We can use hashes to ensure that both the image and device are exactly the same, bit-for-bit. A hash takes any input and outputs a string of alphanumeric characters. These characters are found with a very complex algorithm. It ensures that if any data changes, even if one bit is flipped, the output of the hash algorithm will look vastly different. We can see below that the image and the device have the same hash results:

Now, we will put the image on an empty usb stick. To ensure it is empty, I will explain how to format (clean) a usb-stick. First, open the Disks utility on Linux. The screen should look something like this:

Next, select the usb stick. Click the cogwheels on the volume you want to format, then click Format Partition. You can name the volume, but make sure you select Erase to erase everything on that usb stick. Click Next then click Format. It shouldn’t take too long for small drives, but if you have anything over 1GB, it will likely take a few minutes.
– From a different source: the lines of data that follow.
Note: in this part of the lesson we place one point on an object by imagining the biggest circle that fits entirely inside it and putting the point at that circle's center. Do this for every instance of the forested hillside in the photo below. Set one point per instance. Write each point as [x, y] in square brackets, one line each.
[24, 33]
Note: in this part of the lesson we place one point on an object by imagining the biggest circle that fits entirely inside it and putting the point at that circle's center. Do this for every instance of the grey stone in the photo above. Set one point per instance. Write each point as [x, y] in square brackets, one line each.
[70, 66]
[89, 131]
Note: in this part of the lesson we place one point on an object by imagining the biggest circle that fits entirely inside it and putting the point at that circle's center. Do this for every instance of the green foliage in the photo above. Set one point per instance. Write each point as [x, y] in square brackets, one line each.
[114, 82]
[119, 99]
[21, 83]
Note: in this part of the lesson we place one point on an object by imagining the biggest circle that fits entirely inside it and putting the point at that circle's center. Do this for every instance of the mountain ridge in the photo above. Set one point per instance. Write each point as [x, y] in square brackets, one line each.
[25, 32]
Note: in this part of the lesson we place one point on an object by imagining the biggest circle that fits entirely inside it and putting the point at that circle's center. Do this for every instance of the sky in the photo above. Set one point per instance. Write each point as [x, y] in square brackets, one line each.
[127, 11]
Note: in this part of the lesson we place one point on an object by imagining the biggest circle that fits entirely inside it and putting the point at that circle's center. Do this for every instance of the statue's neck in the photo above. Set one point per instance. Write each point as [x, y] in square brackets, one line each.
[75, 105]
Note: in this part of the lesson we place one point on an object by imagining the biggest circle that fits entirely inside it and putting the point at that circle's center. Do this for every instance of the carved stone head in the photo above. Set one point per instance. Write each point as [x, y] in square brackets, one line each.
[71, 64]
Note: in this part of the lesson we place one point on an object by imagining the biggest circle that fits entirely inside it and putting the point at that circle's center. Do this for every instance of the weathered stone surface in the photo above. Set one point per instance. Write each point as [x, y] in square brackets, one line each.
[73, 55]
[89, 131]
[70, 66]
Anything over 10GB may take an hour or longer on a virtual machine. Anything over 1TB may take a day. Once it is formatted, we can run essentially the reverse of our previous command to put the image onto the usb drive. 

sudo dd if=~/Desktop/imageOfUSB of=/dev/sdb status=progress

This may take a lot longer than the previous run, since usb write speeds are usually slower than the read speeds. 

That is really all there is to making images and putting images onto devices.

References

Broz, M., & Zak, K. (2021, October 27). lsblk(8) -- Linux manual page. LSBLK(8) - linux manual page. Retrieved January 29, 2022, from https://man7.org/linux/man-pages/man8/lsblk.8.html

GeeksforGeeks. (2019, May 15). 'DD' command in linux. GeeksforGeeks. Retrieved January 29, 2022, from https://www.geeksforgeeks.org/dd-command-linux/#:~:text=dd%20is%20a%20command%2Dline,system%20just%20like%20normal%20files.

Goldstein, S. (2019, September 24). Two key differences between digital forensic imaging and digital forensic clone and how they can affect your legal case.: News: Capsicum: Digital Forensics, investigations, cyber security. CAPSICUM. Retrieved January 29, 2022, from https://capsicumgroup.com/2-key-differences-between-digital-forensic-imaging-and-digital-forensic-clone-and-how-they-can-affect-your-legal-case/#:~:text=A%20Forensic%20Image%20is%20a,as%20a%20hard%2Ddisk%20drive.&text=This%20exact%20duplicate%20of%20the,for%20analysis%20and%20evidence%20preservation.